According to one embodiment, prior to transmitting the unique marker, the time stamp, and the second identification factor to the third party IDV system 400, the EPCS module 600 confirms that the unique marker entered by the provider 201 matches with a unique marker stored in associated with the provider 201 in the unique marker database 206 of the HCP system 200. This is accomplished via cross-reference and comparison techniques as known in the art.

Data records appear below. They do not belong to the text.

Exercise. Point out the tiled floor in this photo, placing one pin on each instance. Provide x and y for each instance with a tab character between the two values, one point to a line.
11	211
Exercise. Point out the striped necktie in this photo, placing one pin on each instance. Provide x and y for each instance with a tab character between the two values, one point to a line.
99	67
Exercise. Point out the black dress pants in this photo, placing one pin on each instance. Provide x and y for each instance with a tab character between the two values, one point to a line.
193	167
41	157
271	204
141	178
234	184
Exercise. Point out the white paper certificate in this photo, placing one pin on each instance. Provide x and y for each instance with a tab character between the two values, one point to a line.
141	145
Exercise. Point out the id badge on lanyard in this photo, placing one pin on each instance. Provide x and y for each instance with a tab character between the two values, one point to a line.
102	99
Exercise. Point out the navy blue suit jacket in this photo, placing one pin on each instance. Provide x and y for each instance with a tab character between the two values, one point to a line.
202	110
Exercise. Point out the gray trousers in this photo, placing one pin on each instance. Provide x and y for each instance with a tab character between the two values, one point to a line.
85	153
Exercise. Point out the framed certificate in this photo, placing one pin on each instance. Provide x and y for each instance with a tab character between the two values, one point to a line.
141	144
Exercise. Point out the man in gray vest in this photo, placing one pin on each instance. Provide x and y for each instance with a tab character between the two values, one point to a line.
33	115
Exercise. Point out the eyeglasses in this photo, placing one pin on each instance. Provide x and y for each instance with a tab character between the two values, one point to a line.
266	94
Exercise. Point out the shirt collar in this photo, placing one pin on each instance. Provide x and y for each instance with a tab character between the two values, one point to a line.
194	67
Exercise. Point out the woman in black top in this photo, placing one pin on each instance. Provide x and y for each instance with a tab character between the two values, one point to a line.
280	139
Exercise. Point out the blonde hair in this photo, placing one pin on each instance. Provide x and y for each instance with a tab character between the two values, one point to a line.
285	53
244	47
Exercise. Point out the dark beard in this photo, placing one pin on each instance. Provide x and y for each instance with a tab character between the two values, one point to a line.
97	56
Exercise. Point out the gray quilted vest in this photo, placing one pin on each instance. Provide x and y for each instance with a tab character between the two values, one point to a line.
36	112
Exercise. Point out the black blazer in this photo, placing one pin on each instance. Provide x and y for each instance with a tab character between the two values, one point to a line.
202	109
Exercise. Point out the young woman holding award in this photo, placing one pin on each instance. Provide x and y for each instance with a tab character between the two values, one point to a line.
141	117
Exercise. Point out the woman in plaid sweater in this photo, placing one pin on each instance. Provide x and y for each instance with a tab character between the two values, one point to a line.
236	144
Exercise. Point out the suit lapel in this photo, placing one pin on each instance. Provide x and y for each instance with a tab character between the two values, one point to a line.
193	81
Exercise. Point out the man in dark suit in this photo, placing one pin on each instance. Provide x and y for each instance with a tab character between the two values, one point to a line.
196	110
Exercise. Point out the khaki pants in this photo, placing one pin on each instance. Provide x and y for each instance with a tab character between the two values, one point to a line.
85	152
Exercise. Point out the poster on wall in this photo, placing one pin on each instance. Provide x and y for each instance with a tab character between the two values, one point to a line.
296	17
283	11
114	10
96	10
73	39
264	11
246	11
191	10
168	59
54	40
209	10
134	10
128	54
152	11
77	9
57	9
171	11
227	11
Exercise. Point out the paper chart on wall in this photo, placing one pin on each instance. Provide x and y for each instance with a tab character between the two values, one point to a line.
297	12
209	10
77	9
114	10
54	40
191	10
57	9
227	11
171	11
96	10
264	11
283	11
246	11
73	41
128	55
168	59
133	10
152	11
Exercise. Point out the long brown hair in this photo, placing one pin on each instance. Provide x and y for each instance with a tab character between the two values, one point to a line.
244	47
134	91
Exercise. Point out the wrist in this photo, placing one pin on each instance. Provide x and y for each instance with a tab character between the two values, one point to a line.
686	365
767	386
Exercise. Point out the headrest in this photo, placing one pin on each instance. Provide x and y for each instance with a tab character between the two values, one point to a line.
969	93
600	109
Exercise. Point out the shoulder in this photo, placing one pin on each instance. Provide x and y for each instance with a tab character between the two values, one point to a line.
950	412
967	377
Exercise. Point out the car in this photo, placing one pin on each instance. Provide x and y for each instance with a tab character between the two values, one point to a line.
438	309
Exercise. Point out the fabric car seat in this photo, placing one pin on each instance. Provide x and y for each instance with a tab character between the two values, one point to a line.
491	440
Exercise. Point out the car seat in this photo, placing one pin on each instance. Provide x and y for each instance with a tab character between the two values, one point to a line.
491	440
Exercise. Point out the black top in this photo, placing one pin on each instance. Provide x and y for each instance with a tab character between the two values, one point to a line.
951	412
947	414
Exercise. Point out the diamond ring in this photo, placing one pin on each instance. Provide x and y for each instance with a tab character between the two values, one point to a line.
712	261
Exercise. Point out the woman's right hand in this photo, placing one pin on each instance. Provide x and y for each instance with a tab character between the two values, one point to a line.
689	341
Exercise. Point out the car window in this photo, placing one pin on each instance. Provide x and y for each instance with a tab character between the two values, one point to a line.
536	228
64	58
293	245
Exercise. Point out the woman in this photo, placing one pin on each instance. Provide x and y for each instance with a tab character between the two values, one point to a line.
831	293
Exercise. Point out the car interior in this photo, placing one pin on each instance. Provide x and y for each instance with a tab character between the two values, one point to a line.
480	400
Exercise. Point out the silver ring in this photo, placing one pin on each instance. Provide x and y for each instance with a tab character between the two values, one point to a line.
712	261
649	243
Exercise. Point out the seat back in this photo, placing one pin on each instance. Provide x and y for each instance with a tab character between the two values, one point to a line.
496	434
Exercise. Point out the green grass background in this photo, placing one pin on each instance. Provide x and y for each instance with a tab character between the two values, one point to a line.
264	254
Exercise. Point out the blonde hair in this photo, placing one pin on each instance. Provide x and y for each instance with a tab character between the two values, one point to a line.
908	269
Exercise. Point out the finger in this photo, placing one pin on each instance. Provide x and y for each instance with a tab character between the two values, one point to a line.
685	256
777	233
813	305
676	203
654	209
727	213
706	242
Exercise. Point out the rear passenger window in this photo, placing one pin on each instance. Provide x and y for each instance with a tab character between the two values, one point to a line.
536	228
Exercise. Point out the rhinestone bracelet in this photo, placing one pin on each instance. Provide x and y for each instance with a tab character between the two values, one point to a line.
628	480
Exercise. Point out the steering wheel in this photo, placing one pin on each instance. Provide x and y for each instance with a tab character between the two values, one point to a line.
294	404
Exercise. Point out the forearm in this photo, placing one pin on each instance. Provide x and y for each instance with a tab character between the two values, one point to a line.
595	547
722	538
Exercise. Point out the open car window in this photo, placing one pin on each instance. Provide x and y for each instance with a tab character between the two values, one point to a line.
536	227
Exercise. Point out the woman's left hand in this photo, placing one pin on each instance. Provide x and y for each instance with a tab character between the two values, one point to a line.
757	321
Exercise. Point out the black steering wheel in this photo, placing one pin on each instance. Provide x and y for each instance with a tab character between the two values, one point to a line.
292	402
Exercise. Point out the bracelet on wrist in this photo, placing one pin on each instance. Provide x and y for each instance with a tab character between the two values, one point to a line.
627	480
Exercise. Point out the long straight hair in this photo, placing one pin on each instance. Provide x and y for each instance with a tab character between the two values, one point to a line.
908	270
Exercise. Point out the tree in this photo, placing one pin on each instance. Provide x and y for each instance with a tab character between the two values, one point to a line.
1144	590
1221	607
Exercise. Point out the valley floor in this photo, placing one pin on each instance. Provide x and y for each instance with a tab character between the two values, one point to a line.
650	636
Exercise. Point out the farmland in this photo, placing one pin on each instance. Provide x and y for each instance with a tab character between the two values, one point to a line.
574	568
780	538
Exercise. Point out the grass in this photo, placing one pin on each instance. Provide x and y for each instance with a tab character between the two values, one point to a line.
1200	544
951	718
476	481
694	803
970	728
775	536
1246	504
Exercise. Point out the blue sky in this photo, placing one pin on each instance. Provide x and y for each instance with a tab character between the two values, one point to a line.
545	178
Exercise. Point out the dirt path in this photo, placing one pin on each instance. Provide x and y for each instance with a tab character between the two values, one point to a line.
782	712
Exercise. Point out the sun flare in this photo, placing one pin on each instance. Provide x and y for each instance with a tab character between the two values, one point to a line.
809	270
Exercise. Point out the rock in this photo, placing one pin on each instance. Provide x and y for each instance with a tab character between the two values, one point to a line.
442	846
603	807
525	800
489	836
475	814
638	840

Referring to FIG. 11d, the third party IDV system 400 receives the unique marker of the second identifier, the time stamp, and the second identification factor from the EPCS module 600, completing step 1128. Thereafter, the third party IDV system 400 confirms the validity of the second identification factor using the time stamp, the received second identification factor, the unique marker, and the algorithm stored in the second identification factor database 405 of the third party IDV system 400, as discussed above in detail, thereby completing step 1129. The third party IDV system 400 confirms that the second identification factor provided is valid in accordance with its algorithm, completing step 1130. Since the EPCS module 600 does not know the validity of the second identification factor, the third party IDV system 400 performs the validation. If the second identification factor is determined by the third party IDV system 400 to be invalid, then the third party IDV system 400 generates an “Invalid” second identification factor response, completing step 1131. However, if the second identification factor is determined by the third party IDV system 400 to be valid, then the third party IDV system 400 generates a “Valid” second identification factor response, completing step 1132. Thereafter, the third party IDV system 400 transmits the second identification factor response to the EPCS module 600, completing step 1133.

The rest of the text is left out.